As we can see, the average runtime of a Bollywood movie is around 140 minutes.

Also 7973 hours (approx.) of content has been produced by Indian Cinema. That's impressive!

year_mapping = dict()
for year in range(1950, 2020, 10):
    year_mapping[year] = 0
    for key in df["year_of_release"].dropna().value_counts().keys():
        if key != "\\N" and int(key) - year < 10:
            year_mapping[year] += df["year_of_release"].dropna().value_counts()[key]
                
plt.pie([val for val in year_mapping.values()], labels=[key for key in year_mapping.keys()], autopct="%.2f")
plt.plot()
plt.show()

The above pie chart shows the % of movies released (categorized by decade). Almost 75% of all movies were released in the last 3 decades. The film industry saw an approx. of 5% growth every decade!

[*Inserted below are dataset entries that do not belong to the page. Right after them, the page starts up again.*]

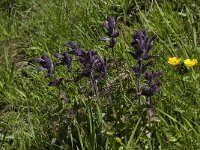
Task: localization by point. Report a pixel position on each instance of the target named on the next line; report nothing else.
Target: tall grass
(36, 116)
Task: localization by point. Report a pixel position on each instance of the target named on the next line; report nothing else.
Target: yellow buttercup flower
(174, 61)
(190, 63)
(118, 140)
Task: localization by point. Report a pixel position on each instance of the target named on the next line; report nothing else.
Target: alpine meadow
(99, 74)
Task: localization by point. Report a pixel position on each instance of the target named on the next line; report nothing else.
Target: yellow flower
(118, 140)
(174, 61)
(190, 63)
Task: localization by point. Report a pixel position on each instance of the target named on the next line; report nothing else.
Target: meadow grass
(36, 116)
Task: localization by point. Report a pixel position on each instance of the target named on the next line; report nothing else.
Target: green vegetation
(34, 115)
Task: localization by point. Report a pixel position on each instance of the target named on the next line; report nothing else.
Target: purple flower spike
(153, 85)
(56, 82)
(65, 60)
(142, 43)
(46, 64)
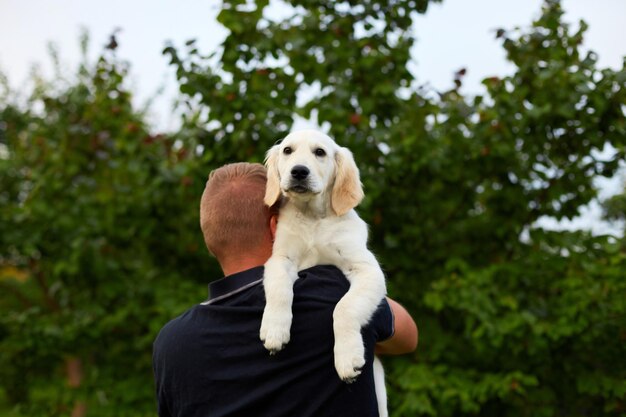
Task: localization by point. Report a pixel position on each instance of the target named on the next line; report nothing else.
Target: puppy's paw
(349, 357)
(275, 330)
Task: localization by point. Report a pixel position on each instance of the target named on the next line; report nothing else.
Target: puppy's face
(305, 162)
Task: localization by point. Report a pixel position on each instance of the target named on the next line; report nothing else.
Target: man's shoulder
(176, 328)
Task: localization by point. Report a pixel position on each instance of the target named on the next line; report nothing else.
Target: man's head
(234, 219)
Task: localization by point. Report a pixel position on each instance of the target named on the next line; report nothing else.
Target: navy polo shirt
(210, 362)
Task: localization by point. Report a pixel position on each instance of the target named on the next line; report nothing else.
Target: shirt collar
(234, 283)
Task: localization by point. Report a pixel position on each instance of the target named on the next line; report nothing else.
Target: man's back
(210, 361)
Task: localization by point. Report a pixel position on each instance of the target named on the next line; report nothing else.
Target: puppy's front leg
(355, 310)
(280, 274)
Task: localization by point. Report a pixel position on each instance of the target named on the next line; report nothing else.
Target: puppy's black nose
(299, 172)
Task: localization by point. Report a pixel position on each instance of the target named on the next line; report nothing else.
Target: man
(211, 362)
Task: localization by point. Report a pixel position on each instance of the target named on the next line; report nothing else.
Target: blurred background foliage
(100, 243)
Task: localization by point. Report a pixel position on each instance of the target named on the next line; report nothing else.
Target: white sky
(452, 35)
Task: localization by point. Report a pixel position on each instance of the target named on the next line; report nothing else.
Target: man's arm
(404, 339)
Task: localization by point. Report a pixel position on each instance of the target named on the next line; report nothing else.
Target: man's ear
(273, 225)
(347, 191)
(272, 189)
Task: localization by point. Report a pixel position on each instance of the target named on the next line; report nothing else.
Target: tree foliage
(95, 213)
(102, 244)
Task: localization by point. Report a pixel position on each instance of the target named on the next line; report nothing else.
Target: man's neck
(241, 263)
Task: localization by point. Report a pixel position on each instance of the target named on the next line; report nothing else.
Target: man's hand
(404, 339)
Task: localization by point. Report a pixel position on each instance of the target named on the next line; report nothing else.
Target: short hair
(233, 216)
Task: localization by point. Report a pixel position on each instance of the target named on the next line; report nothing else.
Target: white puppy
(320, 184)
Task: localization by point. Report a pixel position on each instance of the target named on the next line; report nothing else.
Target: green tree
(100, 243)
(96, 252)
(515, 320)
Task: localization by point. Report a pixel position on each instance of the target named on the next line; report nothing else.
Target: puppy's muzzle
(299, 172)
(299, 179)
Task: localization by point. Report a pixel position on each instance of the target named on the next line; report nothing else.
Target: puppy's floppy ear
(272, 189)
(347, 191)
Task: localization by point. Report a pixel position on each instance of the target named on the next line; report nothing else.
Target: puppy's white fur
(318, 225)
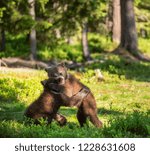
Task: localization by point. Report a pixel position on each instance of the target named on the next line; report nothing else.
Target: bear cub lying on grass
(68, 85)
(49, 102)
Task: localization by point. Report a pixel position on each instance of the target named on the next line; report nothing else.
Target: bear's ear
(62, 64)
(43, 82)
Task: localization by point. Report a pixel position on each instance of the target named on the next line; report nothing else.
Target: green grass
(122, 100)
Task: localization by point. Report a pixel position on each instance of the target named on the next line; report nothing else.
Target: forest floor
(122, 99)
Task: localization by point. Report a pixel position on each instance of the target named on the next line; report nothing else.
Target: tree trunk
(128, 31)
(32, 36)
(116, 37)
(2, 40)
(129, 38)
(86, 52)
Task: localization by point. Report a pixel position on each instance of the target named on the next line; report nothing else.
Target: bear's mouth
(60, 80)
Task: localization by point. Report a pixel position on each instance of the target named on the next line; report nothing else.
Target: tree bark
(2, 40)
(86, 52)
(129, 38)
(128, 28)
(116, 37)
(32, 35)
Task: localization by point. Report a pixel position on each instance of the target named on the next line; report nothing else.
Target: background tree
(129, 38)
(32, 34)
(116, 31)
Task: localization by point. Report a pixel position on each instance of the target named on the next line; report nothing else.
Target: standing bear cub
(49, 102)
(67, 84)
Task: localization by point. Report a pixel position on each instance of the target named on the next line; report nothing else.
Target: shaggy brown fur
(49, 102)
(70, 86)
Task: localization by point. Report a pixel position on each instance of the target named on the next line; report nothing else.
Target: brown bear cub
(49, 102)
(70, 86)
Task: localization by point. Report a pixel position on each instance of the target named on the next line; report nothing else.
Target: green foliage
(62, 52)
(122, 100)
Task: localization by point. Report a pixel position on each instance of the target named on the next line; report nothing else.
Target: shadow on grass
(103, 111)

We will now look at the blockbusters produced by Indian cinema. For this, I will be using IMDB's rating algorithm:

weighted rating (WR) = (v ÷ (v+m)) × R + (m ÷ (v+m)) × C
Where:
R = average for the movie (mean) = (rating)
v = number of votes for the movie = (votes)
m = minimum votes required to be listed in the Top Rated list (currently 25,000)
C = the mean vote across the whole report

All the genres in the dataset are:

all_genres = set([genre for genre in [genres for genres in df["genres"].tolist()] for genre in genre])
all_genres.remove("\\N")
all_genres

{'Action',
 'Adventure',
 'Animation',
 'Biography',
 'Comedy',
 'Crime',
 'Documentary',
 'Drama',
 'Family',
 'Fantasy',
 'History',
 'Horror',
 'Music',
 'Musical',
 'Mystery',
 'Romance',
 'Sci-Fi',
 'Short',
 'Sport',
 'Thriller',
 'War',
 'Western'}

def imdb_rating(film, C, m):
    vote = film["imdb_votes"]
    rating = film["imdb_rating"]

    return ((vote / (vote + m)) * rating) + ((m / (vote + m)) * C)

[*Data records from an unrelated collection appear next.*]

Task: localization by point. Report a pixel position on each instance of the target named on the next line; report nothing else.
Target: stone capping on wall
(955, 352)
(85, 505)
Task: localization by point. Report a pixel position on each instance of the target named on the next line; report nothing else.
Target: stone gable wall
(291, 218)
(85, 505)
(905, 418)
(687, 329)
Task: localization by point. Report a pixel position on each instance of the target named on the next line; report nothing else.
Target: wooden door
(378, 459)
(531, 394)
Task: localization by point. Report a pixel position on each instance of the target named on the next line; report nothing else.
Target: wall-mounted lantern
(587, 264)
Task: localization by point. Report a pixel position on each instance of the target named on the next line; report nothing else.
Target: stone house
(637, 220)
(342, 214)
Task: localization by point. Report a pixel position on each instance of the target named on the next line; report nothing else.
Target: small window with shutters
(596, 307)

def top_movies(df, percentile=0.85, limit=10, offset=0, genre=None):
    if genre != None:
        top_df = df[df["genres"].apply(lambda genres: genre in genres)]
    else:
        top_df = df

    rating = df[df["imdb_rating"].notnull()]["imdb_rating"]
    votes = df[df["imdb_votes"].notnull()]["imdb_votes"]
    imdb_C = rating.mean()
    # For the dataset, percentile = 0.85 roughly corresponds to 2500
    # To match IMDB's parameter, percentile should be around 0.98026
    imdb_m = votes.quantile(percentile)

    top_df = top_df[top_df["imdb_votes"] >= imdb_m]

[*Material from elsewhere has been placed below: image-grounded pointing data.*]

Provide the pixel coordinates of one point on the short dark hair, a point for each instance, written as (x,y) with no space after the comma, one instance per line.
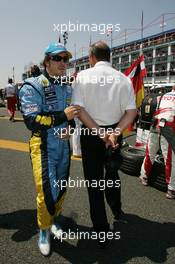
(100,50)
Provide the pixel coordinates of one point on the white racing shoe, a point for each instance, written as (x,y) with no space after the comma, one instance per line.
(44,242)
(57,231)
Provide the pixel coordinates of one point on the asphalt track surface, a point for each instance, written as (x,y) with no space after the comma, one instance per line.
(147,234)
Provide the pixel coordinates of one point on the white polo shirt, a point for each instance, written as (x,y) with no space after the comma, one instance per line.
(104,92)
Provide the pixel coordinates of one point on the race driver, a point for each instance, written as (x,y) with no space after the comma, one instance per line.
(45,104)
(162,135)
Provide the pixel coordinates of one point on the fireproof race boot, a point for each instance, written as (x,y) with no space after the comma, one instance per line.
(56,230)
(44,242)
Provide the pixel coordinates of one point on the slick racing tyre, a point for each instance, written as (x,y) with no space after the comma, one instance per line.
(132,159)
(157,177)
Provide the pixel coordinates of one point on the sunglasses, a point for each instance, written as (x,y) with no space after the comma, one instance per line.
(65,59)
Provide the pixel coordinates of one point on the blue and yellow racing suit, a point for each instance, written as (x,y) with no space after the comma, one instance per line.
(43,101)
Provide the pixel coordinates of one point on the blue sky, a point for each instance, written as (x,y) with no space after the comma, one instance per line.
(26,27)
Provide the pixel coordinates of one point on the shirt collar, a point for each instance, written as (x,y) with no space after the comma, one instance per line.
(102,63)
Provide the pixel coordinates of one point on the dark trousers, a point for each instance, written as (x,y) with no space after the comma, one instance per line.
(101,164)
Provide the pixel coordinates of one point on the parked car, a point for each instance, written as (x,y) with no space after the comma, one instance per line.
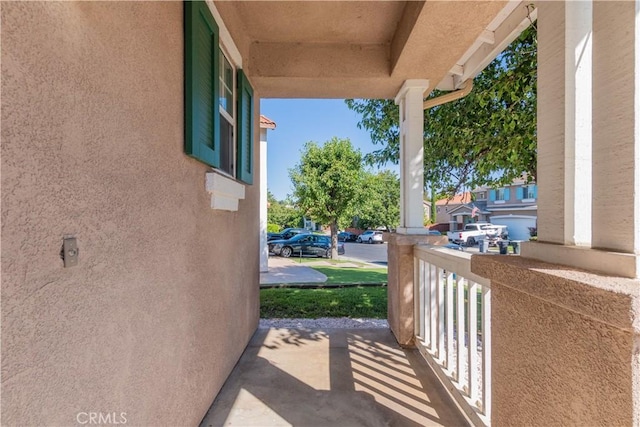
(370,236)
(474,232)
(304,244)
(345,236)
(287,233)
(454,247)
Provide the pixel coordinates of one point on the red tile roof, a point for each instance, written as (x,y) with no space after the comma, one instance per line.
(267,123)
(458,199)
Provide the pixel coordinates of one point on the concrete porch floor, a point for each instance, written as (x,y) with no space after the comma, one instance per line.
(332,377)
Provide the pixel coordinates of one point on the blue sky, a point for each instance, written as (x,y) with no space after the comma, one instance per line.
(299,121)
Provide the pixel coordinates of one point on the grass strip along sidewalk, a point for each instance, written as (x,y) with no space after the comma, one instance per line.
(340,296)
(365,302)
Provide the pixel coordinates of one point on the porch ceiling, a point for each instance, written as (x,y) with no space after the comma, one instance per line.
(359,49)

    pd.options.mode.chained_assignment = None
    top_df["rating"] = top_df.apply(imdb_rating, args=(imdb_C, imdb_m), axis=1)
    top_df = top_df.sort_values("rating", ascending=False)
    
    return top_df.iloc[offset: offset+limit]

top_movies(df)[["original_title", "imdb_rating", "imdb_votes", "rating", "year_of_release", "imdb_id"]]

To find top movies (by genre), simply fill the genre attribute

top_movies(df, genre="Mystery")[["original_title", "imdb_rating", "imdb_votes", "rating", "year_of_release", "imdb_id"]]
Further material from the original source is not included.